2. Looking at the code sizes of the compileBulkLinear and compileBulkLog compilers we see that the code size is signifantly larger than for the compileEta and compileBulk compilers for ackermann and tak. So it is now wonder that the execution time is slower than for the `compileEta and compileBulk compilers.

Comparison to native Haskell code

As a final comparison I have also implemented the factorial, fibonacci, ackermann and tak functions as native Haskell functions. To make the comparison fair I have used a notation using the fix function to implement the Y-Combinator. See for example the implementation of the factorial function:

fact :: Integer -> Integer
fact = fix (\f n -> if n == 0 then 1 else n * f (n-1))

For Graph Reduction Engine I am using the compileEta compiler and for the HHI-Reducer I am using the compileBulk compiler with linear execution of Bulk combinators. The results are as follows:

In the following table I’m computing ratios to get simpler comparison metrics:

Conclusion

In this post I have shown that the Kiselyov algorithms for compiling SKI combinators to lambda calculus can be used to generate code that is significantly smaller than optimized versions of classic bracket abstraction.

In particular for functions with more than two variables the generation of Bulk-Combinator code avoids the quadratic growth of the code size that is typical for bracket abstraction.

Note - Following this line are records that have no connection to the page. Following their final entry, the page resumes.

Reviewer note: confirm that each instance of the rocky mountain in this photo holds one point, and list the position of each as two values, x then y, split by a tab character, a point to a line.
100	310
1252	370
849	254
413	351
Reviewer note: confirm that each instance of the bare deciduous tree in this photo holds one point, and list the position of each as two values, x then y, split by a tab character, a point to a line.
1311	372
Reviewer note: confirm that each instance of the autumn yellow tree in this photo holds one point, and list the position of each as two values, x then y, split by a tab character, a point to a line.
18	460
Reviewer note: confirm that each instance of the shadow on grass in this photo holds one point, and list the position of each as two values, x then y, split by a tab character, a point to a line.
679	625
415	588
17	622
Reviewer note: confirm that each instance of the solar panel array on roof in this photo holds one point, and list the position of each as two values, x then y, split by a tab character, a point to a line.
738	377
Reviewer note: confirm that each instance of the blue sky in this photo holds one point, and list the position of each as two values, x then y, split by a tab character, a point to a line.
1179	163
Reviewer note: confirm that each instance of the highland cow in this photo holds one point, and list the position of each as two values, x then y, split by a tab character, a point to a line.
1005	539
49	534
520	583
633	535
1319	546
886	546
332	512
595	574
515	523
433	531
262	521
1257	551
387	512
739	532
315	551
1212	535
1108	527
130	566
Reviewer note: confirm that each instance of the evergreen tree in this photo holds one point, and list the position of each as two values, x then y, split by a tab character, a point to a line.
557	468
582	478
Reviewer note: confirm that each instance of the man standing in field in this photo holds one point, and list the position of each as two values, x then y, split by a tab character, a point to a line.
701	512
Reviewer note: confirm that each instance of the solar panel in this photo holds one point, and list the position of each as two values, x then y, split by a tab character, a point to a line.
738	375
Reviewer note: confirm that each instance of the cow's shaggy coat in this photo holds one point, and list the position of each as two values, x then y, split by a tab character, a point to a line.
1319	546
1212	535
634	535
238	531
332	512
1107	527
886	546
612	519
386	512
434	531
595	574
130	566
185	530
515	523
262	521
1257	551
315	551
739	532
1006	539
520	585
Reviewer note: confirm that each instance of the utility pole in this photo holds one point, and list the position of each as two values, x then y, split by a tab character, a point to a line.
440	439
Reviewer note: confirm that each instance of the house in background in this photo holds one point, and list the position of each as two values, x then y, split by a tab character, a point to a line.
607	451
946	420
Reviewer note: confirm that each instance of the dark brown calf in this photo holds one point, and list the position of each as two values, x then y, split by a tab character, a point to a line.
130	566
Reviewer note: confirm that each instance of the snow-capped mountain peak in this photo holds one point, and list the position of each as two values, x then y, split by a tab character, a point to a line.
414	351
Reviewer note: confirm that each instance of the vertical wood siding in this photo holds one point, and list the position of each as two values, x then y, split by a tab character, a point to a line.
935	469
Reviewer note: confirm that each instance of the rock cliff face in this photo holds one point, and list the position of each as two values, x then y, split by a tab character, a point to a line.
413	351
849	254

The reduced code size also leads to better performance. In particular for functions with more than two variables the Kiselyov algorithms generate code that is significantly faster than optimized versions of classic bracket abstraction.

I have also shown that the native implementation of Bulk Combinators in the HHI-Reducer can beat the performance of the compileEta compilation. In particular for functions with more than two variables the native implementation of Bulk Combinators is significantly faster.